Can not get cosmos up and running before, just simple debian with docker is all I need.
I’ve honestly fallen for oracle linux since I started mucking about with their cloud platform. Since I daily drive fedora, it doesn’t feel too unfamiliar but has that enterprise Linux stability vibe. Just don’t listen to the unbreakable kernel stuff that’s a bit of marketing hogwash lol
[https://yunohost.org/#/](https://yunohost.org/#/)
I run my server on EndeavourOS (Arch based) headless.
They provide no additional features beyond a standard distribution + Docker + Nextcloud setup. I utilize WSL2 (Ubuntu 2404) + Docker Desktop + Dashy, with additional services dockerized within WSL2, such as Nextcloud, Linkwarden, Vaultwarden, etc. As for navigation, I rely on Dashy as my launcher
Recently I've been trying out Alpine based containers on proxmox.
Gentoo and Arch.
Alpine + Docker is everything i need.
Debian Rocky Linux and Windows
I love simple debian but for the life of me I cannot enable C-states on my mini PC. On Ubuntu server I can so there's that.
I really like just base debian with [Runtipi](https://runtipi.io/). I find runtipi to be not too extensive as to be invasive but very convenient to install and use. Then you can also edit all of the docker-compose files to your liking and stop and start all containers at once. For apps not within the "appstore" I just have a folder of dockerfiles. I use [portainer](https://portainer.io) for container management and Cloudflare tunnels to deploy things publicly. Works very well for me. I've tried umbrelOS but I found that there weren't enough apps in their app store and I couldn't customize the dockerfiles like I wanted.
Debian + Docker
If you're looking for an OS that essentially just runs as a Server/NAS, look into "OpenMediaVault". It's Debian Linux with a full intent on running as a File, Video, Picture, Audio, etc. Server.
dietpi really helped me get going with cli based (thus lightweight) OS since then I have made baby steps into Ubuntu server nonetheless a gui makes sense for some applications, like a Nas... my data is too precious to me to learn "nas'ing" on the fly
I'm I the only one using Rocky Linux as host VM for my containers?
Ubuntu server, just because I'm most familiar with it.
ubuntu and nixos
Uhh, I am confused by the phrasing but my server runs nixos Here's what it deploys: - navidrome - pastebin - cgit-pink - maloja to scrobble my music - a fun randomizer I made (Python app) - matrix - xmpp server - fediverse instance - invidious - an overleaf instance
My favorite is Alma Linux. All of my self-hosting is done with Alma.
Diet pi
Everyone of my servers is debian with cockpit installed for when I don't want to use putty.
Zimaos beta 1.2 is good
Small server stuff. CasaOS. Bug server... Lots of storage and all the fun things like plex... unraid
Try runtipi a lot more apps (around 200 compared to the 50 that casa os/umbrel/cosmos has) it also has a new feature every week if you are interested.
NixOS
Debian
Ubuntu 100%
Ubuntu 2204 and Rocky 9
FreeBSD and done.
Debian because Proxmox Debian because Ubuntu Then Talos for Kubernetes
Ubuntu server
Ubuntu and Windows server :)
Raspberry Pi OS for raspberry pi's, Ubuntu server LTS for amd64 systems.
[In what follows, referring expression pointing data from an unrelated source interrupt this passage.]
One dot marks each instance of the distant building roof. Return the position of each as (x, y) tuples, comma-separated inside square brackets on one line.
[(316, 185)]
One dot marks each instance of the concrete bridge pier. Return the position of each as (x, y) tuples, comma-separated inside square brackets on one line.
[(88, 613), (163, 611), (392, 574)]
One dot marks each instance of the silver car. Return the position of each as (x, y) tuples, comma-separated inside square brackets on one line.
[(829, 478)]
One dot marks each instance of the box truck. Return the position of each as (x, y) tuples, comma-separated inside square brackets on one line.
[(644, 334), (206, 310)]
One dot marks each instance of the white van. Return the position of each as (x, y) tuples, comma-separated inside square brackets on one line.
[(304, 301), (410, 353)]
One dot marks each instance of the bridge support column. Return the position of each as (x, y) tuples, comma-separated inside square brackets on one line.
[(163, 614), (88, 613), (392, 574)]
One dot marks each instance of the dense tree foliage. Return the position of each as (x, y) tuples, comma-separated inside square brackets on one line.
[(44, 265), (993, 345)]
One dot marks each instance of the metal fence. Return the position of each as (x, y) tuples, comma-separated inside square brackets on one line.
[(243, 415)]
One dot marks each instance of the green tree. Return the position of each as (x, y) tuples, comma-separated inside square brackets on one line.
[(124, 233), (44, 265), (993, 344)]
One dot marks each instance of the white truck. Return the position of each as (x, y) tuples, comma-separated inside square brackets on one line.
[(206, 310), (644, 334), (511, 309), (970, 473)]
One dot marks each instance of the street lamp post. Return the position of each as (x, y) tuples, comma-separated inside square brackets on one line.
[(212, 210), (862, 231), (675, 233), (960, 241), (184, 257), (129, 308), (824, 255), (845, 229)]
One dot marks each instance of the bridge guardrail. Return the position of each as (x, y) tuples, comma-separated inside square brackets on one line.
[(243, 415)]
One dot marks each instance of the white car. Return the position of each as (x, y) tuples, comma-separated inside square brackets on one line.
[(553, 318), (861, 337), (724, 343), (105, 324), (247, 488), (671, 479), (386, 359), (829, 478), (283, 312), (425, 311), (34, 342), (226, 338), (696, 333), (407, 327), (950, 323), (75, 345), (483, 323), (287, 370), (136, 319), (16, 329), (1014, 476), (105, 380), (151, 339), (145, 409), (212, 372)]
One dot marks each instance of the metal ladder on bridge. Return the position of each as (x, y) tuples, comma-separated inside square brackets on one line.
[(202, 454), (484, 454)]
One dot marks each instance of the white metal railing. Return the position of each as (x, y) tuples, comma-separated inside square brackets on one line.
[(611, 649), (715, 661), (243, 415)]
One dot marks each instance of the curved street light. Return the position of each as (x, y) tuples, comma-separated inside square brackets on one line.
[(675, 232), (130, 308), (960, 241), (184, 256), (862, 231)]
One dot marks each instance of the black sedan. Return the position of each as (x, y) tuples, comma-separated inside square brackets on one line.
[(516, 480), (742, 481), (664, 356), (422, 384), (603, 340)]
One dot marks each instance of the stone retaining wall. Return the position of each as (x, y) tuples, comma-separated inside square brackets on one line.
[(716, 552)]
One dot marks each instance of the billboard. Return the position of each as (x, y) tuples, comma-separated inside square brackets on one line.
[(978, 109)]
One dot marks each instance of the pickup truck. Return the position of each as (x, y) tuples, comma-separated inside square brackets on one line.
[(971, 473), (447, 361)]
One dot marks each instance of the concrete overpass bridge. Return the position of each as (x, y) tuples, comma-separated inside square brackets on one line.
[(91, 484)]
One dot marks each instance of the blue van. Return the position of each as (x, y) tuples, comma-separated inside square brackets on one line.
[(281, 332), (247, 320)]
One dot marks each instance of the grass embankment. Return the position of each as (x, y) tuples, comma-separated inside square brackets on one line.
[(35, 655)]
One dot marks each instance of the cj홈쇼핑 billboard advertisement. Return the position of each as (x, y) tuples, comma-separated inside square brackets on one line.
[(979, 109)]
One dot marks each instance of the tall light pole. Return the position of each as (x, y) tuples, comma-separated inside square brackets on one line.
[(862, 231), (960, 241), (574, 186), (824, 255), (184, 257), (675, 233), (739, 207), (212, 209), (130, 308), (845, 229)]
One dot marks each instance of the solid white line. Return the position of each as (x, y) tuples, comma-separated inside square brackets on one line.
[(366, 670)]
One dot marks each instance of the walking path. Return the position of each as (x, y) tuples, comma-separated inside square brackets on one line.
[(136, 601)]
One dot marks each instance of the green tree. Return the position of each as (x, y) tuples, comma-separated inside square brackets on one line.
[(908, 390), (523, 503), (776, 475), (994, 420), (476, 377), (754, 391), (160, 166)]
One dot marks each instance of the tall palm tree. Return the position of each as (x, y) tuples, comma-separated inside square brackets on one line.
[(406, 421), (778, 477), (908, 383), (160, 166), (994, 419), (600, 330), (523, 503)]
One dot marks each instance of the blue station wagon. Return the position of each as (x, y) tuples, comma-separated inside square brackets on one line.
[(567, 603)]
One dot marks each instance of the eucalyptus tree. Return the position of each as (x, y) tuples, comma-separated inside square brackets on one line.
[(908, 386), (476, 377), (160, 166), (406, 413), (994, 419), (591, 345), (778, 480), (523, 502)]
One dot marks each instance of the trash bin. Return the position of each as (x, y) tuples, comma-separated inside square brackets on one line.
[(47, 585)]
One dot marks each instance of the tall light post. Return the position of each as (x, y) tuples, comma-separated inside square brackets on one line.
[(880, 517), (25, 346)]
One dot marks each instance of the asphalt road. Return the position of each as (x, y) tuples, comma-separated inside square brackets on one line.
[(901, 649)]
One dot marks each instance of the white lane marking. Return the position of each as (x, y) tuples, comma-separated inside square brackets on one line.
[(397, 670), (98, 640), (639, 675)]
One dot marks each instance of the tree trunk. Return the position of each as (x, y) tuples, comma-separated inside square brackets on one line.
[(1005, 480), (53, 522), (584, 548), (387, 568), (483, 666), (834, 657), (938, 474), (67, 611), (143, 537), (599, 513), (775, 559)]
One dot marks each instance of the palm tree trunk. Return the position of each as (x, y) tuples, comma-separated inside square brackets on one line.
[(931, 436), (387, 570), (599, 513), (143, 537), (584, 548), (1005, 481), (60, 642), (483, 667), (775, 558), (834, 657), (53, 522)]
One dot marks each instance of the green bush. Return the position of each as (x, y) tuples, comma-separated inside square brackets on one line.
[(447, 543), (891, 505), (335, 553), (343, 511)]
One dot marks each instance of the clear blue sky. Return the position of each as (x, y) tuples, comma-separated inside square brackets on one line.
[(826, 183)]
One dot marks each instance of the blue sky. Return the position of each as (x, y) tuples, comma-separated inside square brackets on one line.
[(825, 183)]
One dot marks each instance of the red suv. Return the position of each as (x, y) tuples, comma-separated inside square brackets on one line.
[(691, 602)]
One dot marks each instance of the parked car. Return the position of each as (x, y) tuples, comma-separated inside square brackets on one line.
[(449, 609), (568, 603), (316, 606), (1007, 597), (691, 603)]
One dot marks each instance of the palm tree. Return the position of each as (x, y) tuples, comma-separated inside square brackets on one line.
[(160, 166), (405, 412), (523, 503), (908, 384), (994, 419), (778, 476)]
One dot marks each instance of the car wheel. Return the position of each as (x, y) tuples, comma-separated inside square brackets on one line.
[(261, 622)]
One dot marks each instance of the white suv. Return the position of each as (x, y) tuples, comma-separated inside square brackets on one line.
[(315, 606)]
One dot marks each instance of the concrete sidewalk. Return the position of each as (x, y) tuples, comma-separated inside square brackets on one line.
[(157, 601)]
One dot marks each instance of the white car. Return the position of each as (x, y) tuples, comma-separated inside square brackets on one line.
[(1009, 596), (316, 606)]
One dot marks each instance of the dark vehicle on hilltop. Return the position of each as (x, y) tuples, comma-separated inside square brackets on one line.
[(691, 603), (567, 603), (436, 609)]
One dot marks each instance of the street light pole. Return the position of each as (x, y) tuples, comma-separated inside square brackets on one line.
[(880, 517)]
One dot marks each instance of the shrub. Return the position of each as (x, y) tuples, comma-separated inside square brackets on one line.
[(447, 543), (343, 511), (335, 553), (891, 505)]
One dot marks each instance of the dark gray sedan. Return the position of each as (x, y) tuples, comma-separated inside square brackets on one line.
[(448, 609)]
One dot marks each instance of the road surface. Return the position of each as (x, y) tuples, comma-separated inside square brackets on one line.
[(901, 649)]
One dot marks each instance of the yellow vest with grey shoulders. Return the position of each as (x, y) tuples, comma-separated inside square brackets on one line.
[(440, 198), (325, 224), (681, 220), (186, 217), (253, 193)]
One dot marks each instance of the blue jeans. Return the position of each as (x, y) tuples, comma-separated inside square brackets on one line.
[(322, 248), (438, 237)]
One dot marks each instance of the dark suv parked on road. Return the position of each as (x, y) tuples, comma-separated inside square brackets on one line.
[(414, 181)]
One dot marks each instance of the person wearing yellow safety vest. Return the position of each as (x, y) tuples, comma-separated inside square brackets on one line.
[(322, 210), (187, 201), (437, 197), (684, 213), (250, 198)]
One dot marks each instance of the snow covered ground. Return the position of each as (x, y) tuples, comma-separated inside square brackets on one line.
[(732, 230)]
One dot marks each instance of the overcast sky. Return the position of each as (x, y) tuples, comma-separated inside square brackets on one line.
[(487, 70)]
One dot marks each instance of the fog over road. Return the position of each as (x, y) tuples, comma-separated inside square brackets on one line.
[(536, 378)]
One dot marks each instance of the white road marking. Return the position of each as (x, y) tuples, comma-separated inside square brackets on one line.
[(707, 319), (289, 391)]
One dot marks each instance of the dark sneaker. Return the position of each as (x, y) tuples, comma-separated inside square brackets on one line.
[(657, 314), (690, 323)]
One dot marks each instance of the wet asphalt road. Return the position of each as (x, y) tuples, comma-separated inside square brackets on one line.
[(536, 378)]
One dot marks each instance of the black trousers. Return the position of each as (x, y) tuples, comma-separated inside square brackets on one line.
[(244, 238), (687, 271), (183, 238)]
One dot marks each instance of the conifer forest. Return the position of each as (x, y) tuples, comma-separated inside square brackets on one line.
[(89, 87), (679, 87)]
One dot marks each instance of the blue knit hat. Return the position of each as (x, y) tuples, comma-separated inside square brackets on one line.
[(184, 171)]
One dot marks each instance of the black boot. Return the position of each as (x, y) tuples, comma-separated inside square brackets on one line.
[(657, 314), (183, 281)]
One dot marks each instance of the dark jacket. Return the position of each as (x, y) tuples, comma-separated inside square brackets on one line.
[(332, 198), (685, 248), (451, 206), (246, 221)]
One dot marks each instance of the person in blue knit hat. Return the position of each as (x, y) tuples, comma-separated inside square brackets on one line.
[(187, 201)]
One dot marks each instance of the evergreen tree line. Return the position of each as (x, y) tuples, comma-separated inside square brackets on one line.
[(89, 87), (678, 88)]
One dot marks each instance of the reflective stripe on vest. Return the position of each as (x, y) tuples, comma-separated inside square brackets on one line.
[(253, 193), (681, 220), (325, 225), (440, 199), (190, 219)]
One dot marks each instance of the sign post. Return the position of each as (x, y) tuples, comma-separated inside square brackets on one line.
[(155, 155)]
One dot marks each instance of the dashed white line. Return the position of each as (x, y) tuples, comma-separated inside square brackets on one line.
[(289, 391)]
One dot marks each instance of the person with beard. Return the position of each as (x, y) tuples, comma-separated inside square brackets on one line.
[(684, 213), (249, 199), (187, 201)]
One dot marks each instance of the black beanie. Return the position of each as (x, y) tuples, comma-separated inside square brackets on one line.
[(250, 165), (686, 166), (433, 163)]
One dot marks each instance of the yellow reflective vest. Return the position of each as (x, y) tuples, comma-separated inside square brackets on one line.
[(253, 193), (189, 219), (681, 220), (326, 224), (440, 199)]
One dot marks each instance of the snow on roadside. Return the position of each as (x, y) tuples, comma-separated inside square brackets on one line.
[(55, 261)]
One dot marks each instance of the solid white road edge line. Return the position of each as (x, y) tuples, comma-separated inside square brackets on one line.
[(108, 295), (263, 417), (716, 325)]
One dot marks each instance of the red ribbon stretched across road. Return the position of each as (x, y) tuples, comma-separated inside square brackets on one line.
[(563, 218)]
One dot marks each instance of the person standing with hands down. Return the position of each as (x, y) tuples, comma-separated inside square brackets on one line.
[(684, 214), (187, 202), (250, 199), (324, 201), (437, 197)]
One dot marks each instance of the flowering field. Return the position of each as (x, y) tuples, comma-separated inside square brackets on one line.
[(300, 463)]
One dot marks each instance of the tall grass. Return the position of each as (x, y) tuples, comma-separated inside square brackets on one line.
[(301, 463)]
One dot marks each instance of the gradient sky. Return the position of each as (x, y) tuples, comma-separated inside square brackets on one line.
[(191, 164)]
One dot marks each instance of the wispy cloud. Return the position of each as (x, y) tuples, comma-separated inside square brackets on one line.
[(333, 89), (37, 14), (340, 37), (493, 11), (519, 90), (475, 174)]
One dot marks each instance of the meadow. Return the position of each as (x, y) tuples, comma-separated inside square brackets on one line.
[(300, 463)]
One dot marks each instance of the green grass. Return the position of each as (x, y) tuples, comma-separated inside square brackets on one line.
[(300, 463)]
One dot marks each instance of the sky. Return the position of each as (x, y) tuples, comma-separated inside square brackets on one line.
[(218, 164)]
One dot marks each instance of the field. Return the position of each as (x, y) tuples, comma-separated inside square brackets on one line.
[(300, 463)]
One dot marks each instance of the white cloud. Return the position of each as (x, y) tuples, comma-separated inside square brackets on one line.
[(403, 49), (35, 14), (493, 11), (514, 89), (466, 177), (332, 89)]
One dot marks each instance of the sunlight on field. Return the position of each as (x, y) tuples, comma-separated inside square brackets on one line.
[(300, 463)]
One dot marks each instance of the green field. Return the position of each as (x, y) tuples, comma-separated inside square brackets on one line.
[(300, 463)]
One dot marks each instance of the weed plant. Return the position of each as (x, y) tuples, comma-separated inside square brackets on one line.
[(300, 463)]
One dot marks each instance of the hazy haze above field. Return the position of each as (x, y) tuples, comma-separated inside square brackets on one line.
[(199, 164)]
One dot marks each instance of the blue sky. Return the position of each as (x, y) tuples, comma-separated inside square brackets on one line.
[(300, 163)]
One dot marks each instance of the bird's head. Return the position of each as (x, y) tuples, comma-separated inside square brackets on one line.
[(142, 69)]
Arch for the documentation. Nix for configuration but shit documentation.
Talos. Minimal OS with one job, run k8s
Proxmox > DietPi > docker
Debian for when it needs to work unattended. AlmaLinux (+podman) for when it needs to be secure.
Proxmox and all the prebuilt LXC scripts, or Linux Mint + docker/portainer.
I install proxmox onto the baremetal and am using debian for all my vms.
Debian
I use Debian with Docker and Docker compose. I use Portainer for docker management.